Why do unions do this?
Unions in fact he is especially angry about the cancellation of tax incentives for a number of employee benefits, which represents a not very inclined objective contribution of the consolidation package. Likewise, unions are infuriated by the intended termination of tax benefits for trade union contributions.
From a macroeconomic point of view, it is correct that the government intends to cancel the aforementioned tax incentives. She should have explained the matter better to the public.
It’s actually simple. Those who do not have the benefit of a multisport card pay against their will for other and third party employees who have it, the swimming pool or the gym. Those who do not have food stamps pay for lunches from their own money to those employees, for example from the other end of the country, who have them. And even on this involuntary transfer of wealth from one person to another, the companies that ensure it, that issue meal vouchers or multi-sports tickets, get rich practically without work and unproductively. And which part of the money seized in this way evidently offended the trade unionists as well.

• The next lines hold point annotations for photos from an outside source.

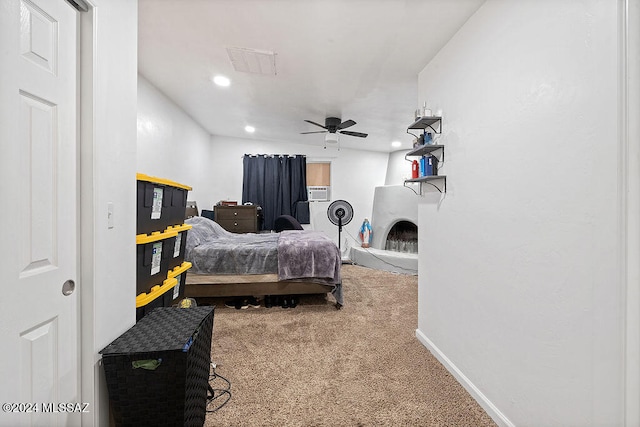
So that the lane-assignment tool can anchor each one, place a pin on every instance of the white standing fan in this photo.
(340, 213)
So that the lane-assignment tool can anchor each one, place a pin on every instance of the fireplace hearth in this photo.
(403, 237)
(395, 233)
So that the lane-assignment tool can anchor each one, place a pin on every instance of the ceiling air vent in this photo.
(253, 61)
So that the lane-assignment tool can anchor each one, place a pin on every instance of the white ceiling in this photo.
(352, 59)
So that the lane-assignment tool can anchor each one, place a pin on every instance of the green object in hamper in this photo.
(149, 364)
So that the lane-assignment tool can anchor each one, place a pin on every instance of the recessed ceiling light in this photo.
(222, 81)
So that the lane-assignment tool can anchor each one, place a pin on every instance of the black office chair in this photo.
(287, 222)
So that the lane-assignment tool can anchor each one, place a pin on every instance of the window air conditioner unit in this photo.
(318, 193)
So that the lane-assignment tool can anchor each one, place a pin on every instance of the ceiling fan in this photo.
(334, 125)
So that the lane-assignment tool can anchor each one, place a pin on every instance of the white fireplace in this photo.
(394, 243)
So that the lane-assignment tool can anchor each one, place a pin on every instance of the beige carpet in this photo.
(314, 365)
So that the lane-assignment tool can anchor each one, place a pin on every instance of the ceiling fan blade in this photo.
(358, 134)
(314, 123)
(346, 124)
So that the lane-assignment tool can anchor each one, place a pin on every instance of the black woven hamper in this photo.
(178, 342)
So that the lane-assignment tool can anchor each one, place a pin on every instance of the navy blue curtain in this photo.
(276, 183)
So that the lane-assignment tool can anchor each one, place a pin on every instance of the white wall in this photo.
(171, 145)
(108, 152)
(521, 295)
(398, 168)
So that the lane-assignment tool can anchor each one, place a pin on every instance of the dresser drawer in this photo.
(237, 219)
(238, 226)
(235, 212)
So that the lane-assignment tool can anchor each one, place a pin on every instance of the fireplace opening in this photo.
(403, 237)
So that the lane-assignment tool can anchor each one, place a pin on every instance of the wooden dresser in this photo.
(237, 219)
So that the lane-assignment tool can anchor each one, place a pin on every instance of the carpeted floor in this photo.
(314, 365)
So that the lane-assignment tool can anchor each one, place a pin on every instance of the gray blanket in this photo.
(298, 254)
(213, 250)
(304, 254)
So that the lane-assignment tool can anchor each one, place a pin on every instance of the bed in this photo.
(291, 262)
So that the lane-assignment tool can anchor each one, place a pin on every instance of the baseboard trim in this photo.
(482, 400)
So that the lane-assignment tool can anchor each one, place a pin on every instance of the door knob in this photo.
(68, 287)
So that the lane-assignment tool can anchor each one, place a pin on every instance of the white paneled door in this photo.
(39, 358)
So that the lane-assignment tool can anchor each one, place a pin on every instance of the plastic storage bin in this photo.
(154, 253)
(160, 203)
(180, 274)
(157, 372)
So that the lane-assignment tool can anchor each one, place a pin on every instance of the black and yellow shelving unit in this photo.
(160, 243)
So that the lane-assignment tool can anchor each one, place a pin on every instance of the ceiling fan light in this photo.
(331, 138)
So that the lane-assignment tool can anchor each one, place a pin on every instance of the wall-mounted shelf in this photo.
(426, 149)
(427, 122)
(439, 182)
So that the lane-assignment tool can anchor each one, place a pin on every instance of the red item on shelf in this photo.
(414, 169)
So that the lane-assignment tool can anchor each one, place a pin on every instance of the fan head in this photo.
(340, 212)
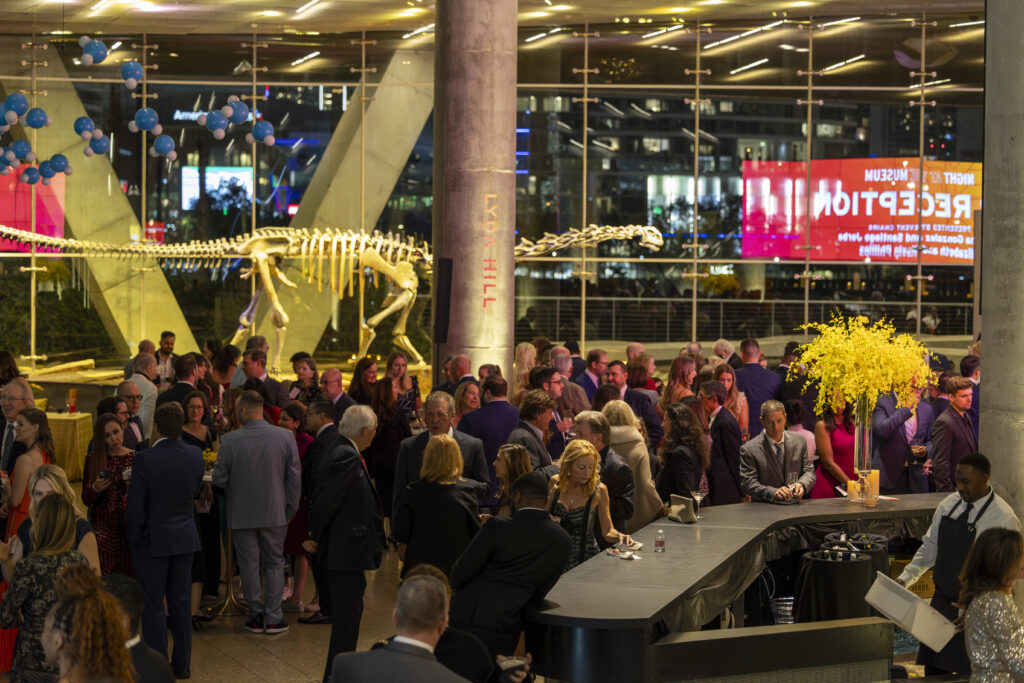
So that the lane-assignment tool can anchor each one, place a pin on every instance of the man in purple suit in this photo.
(492, 423)
(760, 384)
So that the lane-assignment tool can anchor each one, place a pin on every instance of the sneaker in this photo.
(255, 625)
(272, 629)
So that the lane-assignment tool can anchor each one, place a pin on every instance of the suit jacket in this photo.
(587, 384)
(148, 403)
(616, 475)
(342, 403)
(523, 435)
(760, 385)
(258, 466)
(891, 446)
(723, 474)
(573, 399)
(344, 515)
(952, 437)
(492, 423)
(762, 473)
(645, 411)
(474, 468)
(395, 663)
(512, 562)
(176, 392)
(321, 447)
(159, 514)
(436, 522)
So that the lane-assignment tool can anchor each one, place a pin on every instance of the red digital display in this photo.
(861, 209)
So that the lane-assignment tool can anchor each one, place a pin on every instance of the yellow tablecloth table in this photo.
(72, 432)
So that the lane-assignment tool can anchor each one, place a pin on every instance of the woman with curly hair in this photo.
(735, 400)
(84, 635)
(577, 498)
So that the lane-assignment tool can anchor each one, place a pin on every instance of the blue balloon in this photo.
(163, 143)
(261, 129)
(131, 70)
(36, 118)
(31, 175)
(95, 49)
(22, 148)
(100, 144)
(215, 120)
(146, 118)
(84, 124)
(16, 102)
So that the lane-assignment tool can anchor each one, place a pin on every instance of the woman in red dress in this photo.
(104, 488)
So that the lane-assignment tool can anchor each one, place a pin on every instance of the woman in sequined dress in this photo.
(993, 625)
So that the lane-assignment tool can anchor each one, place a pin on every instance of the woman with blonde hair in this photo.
(577, 498)
(436, 516)
(735, 400)
(511, 463)
(31, 594)
(627, 440)
(525, 359)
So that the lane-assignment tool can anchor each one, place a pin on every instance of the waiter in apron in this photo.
(957, 520)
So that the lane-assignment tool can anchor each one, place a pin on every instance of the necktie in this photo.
(8, 444)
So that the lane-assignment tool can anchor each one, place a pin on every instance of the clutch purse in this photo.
(681, 510)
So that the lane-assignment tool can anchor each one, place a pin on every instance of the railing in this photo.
(660, 319)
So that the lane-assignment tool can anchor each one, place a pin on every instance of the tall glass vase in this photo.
(868, 483)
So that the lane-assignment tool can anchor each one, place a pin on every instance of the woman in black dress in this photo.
(436, 516)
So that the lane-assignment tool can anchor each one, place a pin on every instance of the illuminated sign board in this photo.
(861, 209)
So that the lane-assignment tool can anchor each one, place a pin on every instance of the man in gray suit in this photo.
(420, 620)
(258, 465)
(774, 466)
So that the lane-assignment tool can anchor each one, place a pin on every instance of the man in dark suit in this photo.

The abolition of tax benefits for trade union contributions, in turn, potentially reduces the financial attractiveness of trade union membership, which may reduce the coercive power of this still very numerous lobbying organization. Understandably, this also scares her superiors so much.
The EC paid tribute to the government. As early as next year, the Czech Republic could meet the limits for adopting the euro
The Czech Republic will already reduce the deficit of public finances to the level of the Maastricht limit for adopting the euro next year, the European Commission forecasts. This would be the first time since 2019. It would be a success for the current government, i.e. Prime Minister Petr Fiala.